Ese futuro temible se realiza por fin en “Como la belleza”. Nueva York es ahora un parque temático visitado por turistas, donde vagan los nadianos (inmigrantes del planeta Nadia, con aspecto de lagartos, que sólo consiguen trabajo como sirvientes) y los androides, perseguidos por un estado algo vago (hay rumores de un presidente cristiano, de otro asesinado). Un androide, Simon, programado para repetir poemas de Whitman, huye de la ciudad junto a una nadiana, Catareen; por el camino (en una persecución bien sci-fi por la América profunda) encuentran a un niño, Luke, que se les une. Finalmente, a todos se les propone partir hace otro planeta, Paumanok, en la nave del creador de Simon, un científico retirado. Y así comienza otro futuro incierto luego de la destrucción, donde aquel canto al cuerpo eléctrico de Whitman encarna, precisamente, en un humanoide.
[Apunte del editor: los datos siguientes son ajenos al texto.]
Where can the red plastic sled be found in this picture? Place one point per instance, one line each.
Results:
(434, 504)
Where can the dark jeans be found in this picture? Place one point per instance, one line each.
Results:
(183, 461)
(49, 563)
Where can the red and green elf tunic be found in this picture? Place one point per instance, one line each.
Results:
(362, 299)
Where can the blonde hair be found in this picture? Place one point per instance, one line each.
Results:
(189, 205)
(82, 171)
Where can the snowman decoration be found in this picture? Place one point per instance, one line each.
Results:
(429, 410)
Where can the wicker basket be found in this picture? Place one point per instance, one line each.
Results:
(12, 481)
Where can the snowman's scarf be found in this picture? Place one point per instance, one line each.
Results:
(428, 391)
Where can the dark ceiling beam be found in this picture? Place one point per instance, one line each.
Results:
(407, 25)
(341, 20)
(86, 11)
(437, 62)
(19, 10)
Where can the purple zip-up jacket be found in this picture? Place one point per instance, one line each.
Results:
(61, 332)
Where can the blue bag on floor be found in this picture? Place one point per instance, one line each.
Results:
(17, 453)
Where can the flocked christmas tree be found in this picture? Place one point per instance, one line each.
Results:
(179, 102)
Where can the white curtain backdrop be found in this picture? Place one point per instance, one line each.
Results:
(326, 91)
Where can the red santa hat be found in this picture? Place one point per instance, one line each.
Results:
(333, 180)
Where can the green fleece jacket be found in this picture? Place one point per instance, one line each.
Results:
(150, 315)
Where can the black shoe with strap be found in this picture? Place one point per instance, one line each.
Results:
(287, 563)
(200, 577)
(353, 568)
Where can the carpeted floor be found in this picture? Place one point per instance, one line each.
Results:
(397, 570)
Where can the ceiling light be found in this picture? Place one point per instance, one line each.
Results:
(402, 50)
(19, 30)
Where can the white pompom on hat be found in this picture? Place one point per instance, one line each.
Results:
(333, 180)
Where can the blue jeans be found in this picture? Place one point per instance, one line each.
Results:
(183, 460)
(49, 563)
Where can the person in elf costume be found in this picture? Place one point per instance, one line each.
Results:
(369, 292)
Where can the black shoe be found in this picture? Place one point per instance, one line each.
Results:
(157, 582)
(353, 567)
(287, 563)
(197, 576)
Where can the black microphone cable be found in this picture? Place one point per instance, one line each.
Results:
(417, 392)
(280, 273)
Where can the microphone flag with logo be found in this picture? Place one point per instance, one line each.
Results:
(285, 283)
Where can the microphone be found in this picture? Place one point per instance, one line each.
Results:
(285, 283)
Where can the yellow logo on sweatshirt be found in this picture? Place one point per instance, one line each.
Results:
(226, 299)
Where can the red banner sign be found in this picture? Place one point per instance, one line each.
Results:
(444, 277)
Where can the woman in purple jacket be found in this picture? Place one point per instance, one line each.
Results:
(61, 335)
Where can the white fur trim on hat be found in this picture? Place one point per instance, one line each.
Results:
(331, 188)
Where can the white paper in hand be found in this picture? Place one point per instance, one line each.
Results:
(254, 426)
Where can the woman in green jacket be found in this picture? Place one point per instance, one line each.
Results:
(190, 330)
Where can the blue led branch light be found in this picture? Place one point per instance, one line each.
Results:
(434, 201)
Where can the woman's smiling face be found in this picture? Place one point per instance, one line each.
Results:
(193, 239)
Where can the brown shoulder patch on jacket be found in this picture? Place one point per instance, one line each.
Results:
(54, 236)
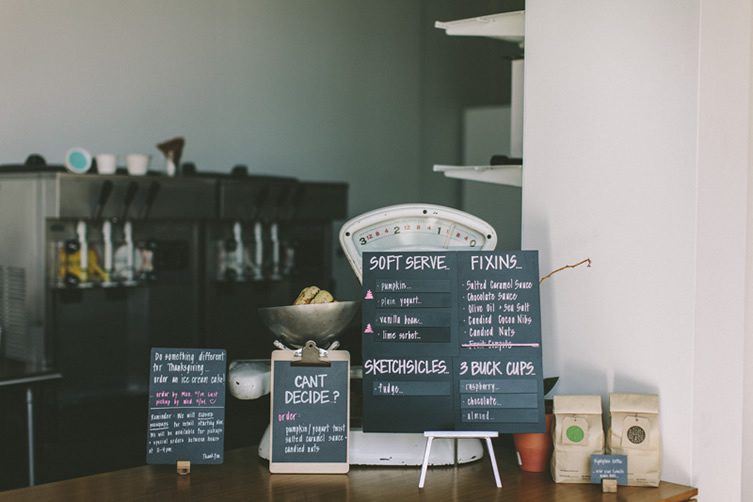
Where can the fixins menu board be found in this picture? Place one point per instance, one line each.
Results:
(452, 341)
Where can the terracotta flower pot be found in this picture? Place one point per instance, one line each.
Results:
(535, 449)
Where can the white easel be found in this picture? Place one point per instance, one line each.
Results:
(487, 435)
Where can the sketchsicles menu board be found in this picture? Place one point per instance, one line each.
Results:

Hay muchas más resonancias. Los caballos que aparecen aquí y allá y terminan sirviéndole al humanoide, el nuevo “pionero”. Un cuenco blanco que pasa de mano en mano, como las almas de los tres personajes, recordando la idea de existencia cíclica whitmaniana. También la ambigüedad: Whitman, en su celebración de la exuberancia de Estados Unidos, no sólo puede ser leído como un poeta de la democracia sino también, parece decir Cunningham, como un totalitario. El peligro en Estados Unidos, entonces, parecería estar dentro, en su propia esencia. Quizá la referencia Paumanok sea una clave: en Starting to Paumanok, el poema, Whitman escribía: “También escribo el poema del mal/ también conmemoro esa parte/ Soy el bien y el mal, como mi nación”.
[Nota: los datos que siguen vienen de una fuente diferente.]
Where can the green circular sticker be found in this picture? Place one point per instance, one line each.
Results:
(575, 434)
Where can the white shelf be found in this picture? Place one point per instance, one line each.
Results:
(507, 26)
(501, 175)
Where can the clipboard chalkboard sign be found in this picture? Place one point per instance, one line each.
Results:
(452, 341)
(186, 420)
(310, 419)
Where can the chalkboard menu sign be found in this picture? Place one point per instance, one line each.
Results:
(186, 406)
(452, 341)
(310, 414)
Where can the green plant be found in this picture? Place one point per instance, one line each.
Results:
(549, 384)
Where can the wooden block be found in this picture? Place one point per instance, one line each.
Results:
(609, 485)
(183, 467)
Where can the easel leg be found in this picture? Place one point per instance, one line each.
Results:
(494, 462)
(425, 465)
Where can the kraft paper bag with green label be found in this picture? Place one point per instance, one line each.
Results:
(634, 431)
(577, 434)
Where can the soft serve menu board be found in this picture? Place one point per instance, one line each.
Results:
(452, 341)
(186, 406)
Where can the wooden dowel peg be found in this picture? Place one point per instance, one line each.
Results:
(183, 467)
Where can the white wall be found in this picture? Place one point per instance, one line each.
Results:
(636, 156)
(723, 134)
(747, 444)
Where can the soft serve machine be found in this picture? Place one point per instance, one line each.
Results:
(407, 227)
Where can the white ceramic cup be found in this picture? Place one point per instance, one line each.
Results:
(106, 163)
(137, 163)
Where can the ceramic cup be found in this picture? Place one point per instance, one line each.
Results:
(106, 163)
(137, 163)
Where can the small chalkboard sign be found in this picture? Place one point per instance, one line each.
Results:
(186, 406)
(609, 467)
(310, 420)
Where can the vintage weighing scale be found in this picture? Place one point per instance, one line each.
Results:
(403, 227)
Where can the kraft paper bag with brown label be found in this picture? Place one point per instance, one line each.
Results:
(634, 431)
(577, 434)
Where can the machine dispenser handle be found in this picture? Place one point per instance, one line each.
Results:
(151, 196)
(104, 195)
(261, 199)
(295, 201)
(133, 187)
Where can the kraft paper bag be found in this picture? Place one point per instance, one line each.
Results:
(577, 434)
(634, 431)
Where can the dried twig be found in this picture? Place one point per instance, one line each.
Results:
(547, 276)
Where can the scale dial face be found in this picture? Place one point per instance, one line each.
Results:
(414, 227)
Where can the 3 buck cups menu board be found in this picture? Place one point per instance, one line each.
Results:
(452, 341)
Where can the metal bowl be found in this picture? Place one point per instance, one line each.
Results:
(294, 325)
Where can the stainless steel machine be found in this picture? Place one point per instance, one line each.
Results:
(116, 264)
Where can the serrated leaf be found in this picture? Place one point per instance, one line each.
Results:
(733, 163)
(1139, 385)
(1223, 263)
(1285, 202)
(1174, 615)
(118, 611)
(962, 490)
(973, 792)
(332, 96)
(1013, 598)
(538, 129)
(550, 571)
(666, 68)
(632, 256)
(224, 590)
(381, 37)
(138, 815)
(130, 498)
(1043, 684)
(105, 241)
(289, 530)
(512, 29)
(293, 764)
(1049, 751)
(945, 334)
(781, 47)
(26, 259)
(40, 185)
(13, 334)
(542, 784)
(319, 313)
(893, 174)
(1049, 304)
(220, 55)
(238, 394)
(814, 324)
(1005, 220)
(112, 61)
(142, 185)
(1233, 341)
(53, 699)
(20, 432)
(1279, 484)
Pero quizá el verdadero hallazgo de Días cruciales no pase por la referencia a Whitman. De hecho, la presencia del poeta, aunque no llega a ser pretensiosa, suele resultar innecesaria. Mucho más importante es el juego con los géneros del que hace gala Cunningham: para la industrialización, el cuento de fantasmas; para el terrorismo, el thriller; para la devastación, la ciencia ficción. Géneros despreciados que el escritor utiliza, según declaró en entrevistas, porque si quería escribir un libro sobre Estados Unidos, tenía que poder escribir lo que leen los norteamericanos. Géneros que apartan a Cunningham de su confortable y bien ganado lugar en la literatura contemporánea y que lo revelan como un escritor completo, arriesgado y conmovedor.